More than seven years in the job, and his reputation has taken a few knocks: he's a control freak too fond of bafflingly complex tax credits and private finance initiatives; a cabinet bruiser, skilled at antagonising colleagues and too stingy in Labour's first two years. But compared to the comprehensive trashing suffered by his Labour predecessors at No 11, Brown is a wonder. How many politicians stay in any job for seven years and still garner glowing reviews?
Help has come from the division of labour between him and his next-door neighbour. He has been given all but a free hand to determine domestic policy, while Tony Blair has toured the world; he has been Attlee to Blair's Churchill. That arrangement has had a distinct advantage: when foreign adventures have turned sour, Brown has been conveniently distant from the mess.
Some suspect a deliberate strategy, the chancellor ensuring his fingerprints are nowhere near the episodes that have given the government greatest grief, with Iraq the exemplar. They note how rarely Brown stirred himself to make the public case for war, calculatedly fostering the impression that he was a doubter. The Brownite defence would be that the chancellor speaks out more often than is appreciated, but that he understands that foreign policy is ultimately the preserve of the prime minister; any intrusion onto this terrain might look like presumption or, worse, a challenge.
But this studied silence leaves a big and important question, one that gains weight the likelier it becomes that the chancellor will eventually succeed Blair. Put simply, what does Gordon Brown believe about the world? What would Britain's foreign policy be like under Prime Minister Brown?
If the direct public statements are few, that is no impediment. For Brown has built up a substantial record in world affairs, albeit as a finance minister. His greatest international triumph remains his campaign to persuade rich countries to honour their prior commitments and forgive the $70bn in debt owed them by the poorest nations of the earth. But there have been less grand interventions. Brown has met, for example, his Israeli and Palestinian counterparts as well as the president of the World Bank, to shape an economic dimension to the Middle East roadmap. That idea is "in the fridge" right now, admit those involved - waiting on the political stalemate.

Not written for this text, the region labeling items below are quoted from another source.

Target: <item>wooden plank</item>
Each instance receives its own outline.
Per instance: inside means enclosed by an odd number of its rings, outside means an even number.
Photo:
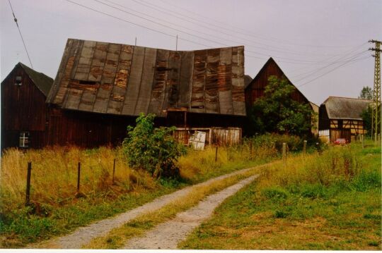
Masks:
[[[190,107],[194,67],[193,62],[194,54],[192,52],[182,52],[180,78],[179,80],[179,98],[178,100],[178,106],[179,107]]]
[[[74,65],[76,55],[79,54],[81,43],[79,40],[68,40],[64,53],[64,58],[62,60],[62,66],[57,72],[57,80],[53,84],[54,90],[50,92],[52,94],[50,100],[53,104],[63,105],[65,96],[68,92],[69,80],[71,77],[71,70]]]
[[[155,74],[155,66],[156,61],[156,49],[146,48],[144,53],[144,63],[138,93],[138,100],[135,106],[134,115],[139,115],[140,113],[147,113],[149,106],[151,100],[151,88]],[[156,115],[160,114],[161,109],[158,108],[154,112]]]
[[[165,101],[166,86],[168,80],[168,57],[170,52],[168,50],[158,49],[156,54],[156,70],[151,89],[151,99],[149,105],[148,113],[159,112],[162,114]]]
[[[130,75],[121,114],[134,115],[138,99],[143,72],[145,48],[134,47],[133,49]]]
[[[232,92],[231,90],[219,92],[220,113],[233,114]]]

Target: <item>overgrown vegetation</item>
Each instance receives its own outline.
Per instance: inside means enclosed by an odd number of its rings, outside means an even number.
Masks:
[[[262,140],[258,144],[257,138]],[[175,163],[180,170],[178,179],[155,180],[144,169],[131,168],[122,147],[56,147],[25,152],[8,149],[1,156],[1,244],[4,247],[20,247],[67,233],[185,185],[266,163],[279,156],[272,144],[266,144],[266,139],[260,136],[253,139],[252,149],[248,140],[236,147],[219,147],[216,161],[214,147],[207,147],[204,151],[190,149]],[[32,161],[32,206],[25,207],[29,161]],[[75,197],[79,161],[81,163],[80,191],[84,195],[81,198]]]
[[[154,128],[154,114],[141,113],[137,125],[127,127],[127,137],[122,143],[125,158],[130,167],[145,169],[154,178],[177,175],[175,161],[185,154],[184,146],[173,137],[175,128]]]
[[[184,249],[381,249],[381,147],[289,158],[228,199]]]
[[[250,120],[252,134],[279,132],[306,135],[317,121],[309,104],[294,101],[296,88],[286,78],[272,75],[268,79],[264,96],[255,101]]]

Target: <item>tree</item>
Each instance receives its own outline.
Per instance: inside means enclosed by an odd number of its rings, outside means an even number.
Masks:
[[[174,174],[175,162],[185,153],[185,148],[173,137],[175,127],[154,128],[154,114],[141,113],[136,127],[127,127],[122,149],[132,168],[146,169],[158,178],[163,174]]]
[[[369,86],[364,86],[358,98],[361,99],[373,100],[373,90]]]
[[[292,99],[295,87],[287,80],[268,78],[264,96],[257,99],[250,112],[255,132],[279,132],[301,135],[310,132],[316,121],[311,106]]]

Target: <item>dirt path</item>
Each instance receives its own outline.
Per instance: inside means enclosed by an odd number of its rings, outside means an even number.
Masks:
[[[132,238],[127,242],[124,249],[175,249],[194,228],[210,217],[214,210],[227,197],[248,185],[257,177],[250,176],[214,195],[210,195],[199,204],[178,214],[175,218],[165,222],[149,231],[144,237]]]
[[[259,166],[258,167],[262,167],[267,165],[269,165],[269,163]],[[95,222],[86,227],[79,228],[67,235],[53,238],[50,240],[42,242],[37,244],[28,245],[26,247],[79,249],[83,245],[88,243],[92,239],[106,235],[113,228],[120,227],[122,224],[135,218],[138,216],[159,209],[160,208],[170,203],[175,199],[185,196],[192,190],[193,187],[207,185],[215,181],[241,173],[252,168],[249,168],[237,171],[228,174],[212,178],[206,182],[201,183],[197,185],[187,186],[173,193],[161,196],[151,202],[144,204],[143,206],[118,214],[116,216]]]

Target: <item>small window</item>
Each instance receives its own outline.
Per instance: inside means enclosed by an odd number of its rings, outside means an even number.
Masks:
[[[22,80],[23,80],[23,78],[21,78],[21,76],[20,75],[16,76],[16,80],[15,80],[15,85],[21,86]]]
[[[29,147],[29,132],[20,132],[18,147],[23,148]]]

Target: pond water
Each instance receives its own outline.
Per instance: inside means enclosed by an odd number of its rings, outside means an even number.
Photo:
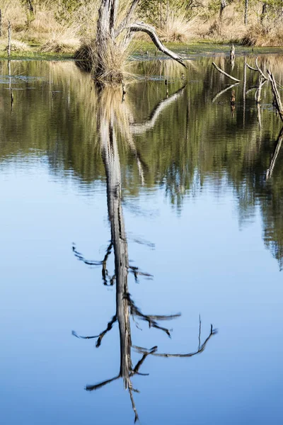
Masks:
[[[1,423],[282,423],[282,125],[254,59],[132,63],[124,98],[1,62]]]

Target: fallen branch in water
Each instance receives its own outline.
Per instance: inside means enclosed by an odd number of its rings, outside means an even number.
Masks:
[[[221,96],[221,94],[224,94],[225,93],[225,91],[227,91],[228,90],[229,90],[230,89],[232,89],[232,87],[234,87],[235,86],[238,86],[239,84],[239,83],[235,83],[234,84],[231,84],[231,86],[229,86],[228,87],[226,87],[226,89],[224,89],[224,90],[221,90],[221,91],[219,91],[213,98],[212,102],[212,103],[214,103],[215,102],[215,101]]]
[[[217,67],[217,65],[214,62],[212,62],[212,64],[214,67],[214,68],[217,69],[217,71],[219,71],[221,74],[223,74],[223,75],[228,76],[228,78],[230,78],[231,79],[232,79],[234,81],[236,81],[237,83],[241,83],[241,80],[238,80],[237,78],[235,78],[234,76],[232,76],[231,75],[227,74],[227,72],[225,72],[225,71],[223,71],[223,69]]]
[[[249,65],[247,62],[246,62],[246,66],[248,67],[248,68],[249,69],[251,69],[252,71],[255,71],[255,72],[259,72],[261,76],[263,78],[264,80],[268,79],[267,77],[265,76],[265,75],[263,74],[263,72],[260,69],[260,67],[258,66],[258,57],[255,58],[255,67],[256,67],[256,68],[253,68],[253,67],[250,67],[250,65]]]
[[[278,93],[276,81],[272,73],[270,72],[269,69],[267,69],[267,74],[271,83],[271,89],[274,96],[275,108],[278,111],[278,114],[280,117],[281,120],[283,122],[283,106],[281,102],[280,96]]]
[[[268,178],[270,178],[270,177],[272,175],[273,170],[275,166],[276,160],[278,157],[279,153],[281,147],[282,146],[282,142],[283,142],[283,127],[281,129],[280,132],[279,133],[277,140],[276,140],[275,149],[273,155],[270,160],[270,164],[269,169],[266,171],[266,179],[267,180],[268,180]]]

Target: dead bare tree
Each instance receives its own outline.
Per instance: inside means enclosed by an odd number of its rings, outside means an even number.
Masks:
[[[139,2],[140,0],[132,0],[124,19],[118,22],[119,0],[101,0],[97,21],[96,77],[99,79],[107,74],[106,58],[112,54],[113,46],[119,45],[125,50],[134,33],[140,31],[150,37],[157,49],[185,67],[180,56],[164,46],[153,26],[134,19]],[[122,33],[125,33],[123,37]]]

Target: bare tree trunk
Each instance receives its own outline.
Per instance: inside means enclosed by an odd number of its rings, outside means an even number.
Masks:
[[[180,56],[175,55],[163,45],[153,27],[143,22],[133,22],[133,16],[139,1],[132,0],[131,6],[125,14],[125,18],[117,26],[117,16],[119,9],[119,0],[101,0],[98,11],[96,39],[96,63],[95,63],[95,75],[96,77],[99,78],[107,74],[107,61],[109,59],[109,55],[111,56],[112,52],[114,52],[115,54],[115,47],[118,45],[117,38],[125,30],[127,33],[124,40],[119,45],[122,50],[127,47],[135,32],[143,31],[149,35],[159,50],[185,67],[183,60]],[[114,50],[112,50],[113,48]]]
[[[7,53],[8,56],[11,56],[11,23],[10,21],[8,21],[8,47],[7,47]]]

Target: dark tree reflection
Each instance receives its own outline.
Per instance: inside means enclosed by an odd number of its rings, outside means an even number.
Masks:
[[[166,108],[172,103],[178,97],[182,94],[183,89],[177,93],[171,95],[168,98],[160,102],[158,108],[153,113],[153,116],[149,118],[148,125],[156,119],[156,114],[161,113],[164,108]],[[101,148],[101,155],[105,166],[106,175],[107,187],[107,202],[108,210],[108,218],[111,229],[111,241],[106,251],[104,259],[100,261],[93,261],[86,259],[79,252],[76,246],[73,246],[73,251],[78,259],[83,261],[88,265],[100,266],[102,267],[103,281],[105,285],[116,285],[116,311],[113,317],[108,323],[105,329],[99,334],[94,336],[82,336],[78,335],[73,331],[73,335],[78,338],[86,339],[96,339],[96,347],[99,347],[103,337],[110,332],[115,322],[118,323],[120,334],[120,370],[117,375],[113,378],[103,380],[95,385],[87,385],[86,389],[88,391],[93,391],[101,388],[119,378],[122,378],[124,387],[128,390],[131,400],[132,407],[134,412],[134,421],[138,420],[138,413],[133,397],[133,392],[138,392],[138,390],[133,387],[132,378],[135,375],[143,375],[140,373],[140,368],[148,356],[157,356],[163,357],[178,356],[178,357],[191,357],[202,353],[210,339],[216,334],[216,330],[213,329],[212,325],[209,335],[207,336],[202,344],[201,344],[201,322],[200,320],[200,334],[198,348],[192,353],[159,353],[157,346],[150,348],[140,347],[133,345],[131,335],[131,318],[136,320],[143,320],[148,323],[149,327],[156,328],[165,332],[169,337],[171,333],[169,329],[161,325],[161,322],[166,320],[171,320],[178,317],[180,313],[171,315],[156,315],[144,314],[136,305],[132,298],[128,287],[128,276],[131,272],[134,274],[135,279],[139,275],[144,275],[150,277],[149,273],[142,272],[139,268],[132,267],[129,264],[128,245],[127,234],[125,227],[125,221],[123,216],[122,205],[122,191],[121,191],[121,164],[118,152],[117,136],[127,140],[130,150],[137,162],[139,170],[140,178],[142,181],[144,174],[146,170],[146,164],[141,159],[141,156],[137,151],[135,144],[132,138],[132,132],[129,131],[130,128],[129,121],[127,121],[128,116],[124,110],[124,113],[121,112],[121,97],[120,92],[117,92],[117,97],[113,97],[111,91],[108,91],[106,89],[103,89],[99,94],[98,97],[98,131],[100,137],[100,143]],[[110,96],[110,98],[109,98]],[[124,106],[124,105],[123,105]],[[134,126],[135,131],[137,131],[138,126]],[[107,262],[111,251],[113,251],[115,258],[115,274],[113,276],[108,276]],[[141,358],[134,366],[132,361],[132,350],[134,349],[141,354]]]

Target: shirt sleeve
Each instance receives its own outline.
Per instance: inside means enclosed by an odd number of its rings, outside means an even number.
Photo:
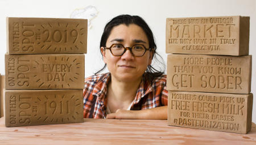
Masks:
[[[168,105],[168,91],[167,90],[166,83],[162,91],[160,100],[162,106]]]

In my view, the extension of this logic is that a Brown government would have handled Iraq differently. Knowing that Washington dreaded the prospect of fighting alone, Britain could have demanded more time to build an international consensus. Maybe the inspectors would have had three more months, if only to call Chirac's bluff. If Bush had said no, Britain could have said, "Very well, but you're on your own." Bush would have relented.
For the Brown vision seems to be one of muscular multilateralism, the great powers still being unafraid to act to solve the world's problems - but much more determined to act together. In the case of Iraq that would certainly have brought a delay, but there is no guarantee it would have prevented a badly misguided war.